O corte exercido pela Terreira da Tribo é coerente com a linha de seus espetáculos anteriores, porque se concentra no mito. E o espetáculo de pouco mais de uma hora e quinze de duração, tem densidade, é de um envolvimento absoluto, até mesmo pela proximidade dos espectadores.
O
uso de um novo espaço para a encenação, além do mais, permite ao
espectador uma experiência ainda nova: é como se de fato, a
gente entrasse voyeur, na casa de Jonas. O espaço cênico,
preenchido por fotografias antigas e o figurino igualmente
desgastado, passa ao espectador um sentimento de decadência e
dissolução, de coisa velha, de ambiente opressor e autodestrutivo,
tão mais eficiente quanto o fato de o espaço ficar literalmente
fechado, com todas as suas janelas e portas, num calor razoável, o
que nos transmite uma como que participação no enredo que se
desenrola a nossos olhos.
O elenco parcialmente renovado do grupo, eis que o time principal estava até esta semana na Alemanha, apresentando a versão de Fausto que Paulo Flores dirigira anteriormente, mostra-se extremamente eficiente, e isso evidencia mais uma qualidade do conjunto: fica comprovado que, gradualmente, a Terreira da Tribo está de fato transformando-se numa escola de interpretação teatral.

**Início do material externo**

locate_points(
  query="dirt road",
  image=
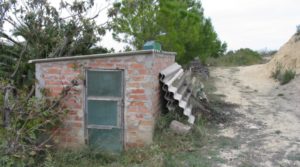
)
(266, 130)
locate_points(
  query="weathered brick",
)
(137, 91)
(138, 97)
(137, 66)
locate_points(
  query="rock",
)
(179, 127)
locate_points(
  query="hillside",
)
(288, 56)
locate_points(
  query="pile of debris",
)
(182, 89)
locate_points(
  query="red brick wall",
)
(141, 94)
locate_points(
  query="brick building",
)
(116, 101)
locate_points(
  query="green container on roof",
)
(152, 45)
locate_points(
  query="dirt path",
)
(266, 131)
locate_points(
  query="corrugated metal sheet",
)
(176, 84)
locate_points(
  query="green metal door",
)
(104, 105)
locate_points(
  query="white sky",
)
(256, 24)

Nilsson Asp, como Jonas, é uma figura marcante, da mesma forma que Humberto Pinheiro, na interpretação travestida de Tia Rute, concretiza com seriedade e respeito, sem qualquer afetação. Goreth Albuquerque, como Dona Senhorinha e Tânia Farias, como Glorinha, Casemiro Vasconcelos, como Guilherme e Matheus Spielmann como Edmundo, são igualmente figuras desenvolvidas cada uma com noção de especificidade, com características diferenciadoras e identificadoras. Aline Becchi vive a menina grávida e sua presença é de fato, provocativa, ao longo de todo o espetáculo. Por todo resultado altamente positivo que Álbum de Família Alcança, inclusive pela fidelidade ao clima do texto original de Nelson Rodrigues, pode-se afirmar, desde logo, que a maturidade de Ói Nóis Aqui Traveiz fica mais do que comprovada. Além disso, a existência de um segundo elenco evidência que o grupo, ao completar seus dezoito anos de atuação, está, de fato, atingindo seus objetivos. Quanto ao público de Porto Alegre, fica a certeza de que, qualquer que seja o texto ou o espetáculo existe, de fato, a marca do Ói Nóis Aqui Traveiz e, pela primeira vez, em muitas décadas, a capital gaúcha, de fato, pode afirmar, com orgulho, sediar um verdadeiro grupo de teatro. Álbum de Família é, por isso tudo, imperdível e mais uma vitória do conjunto Porto-alegrense.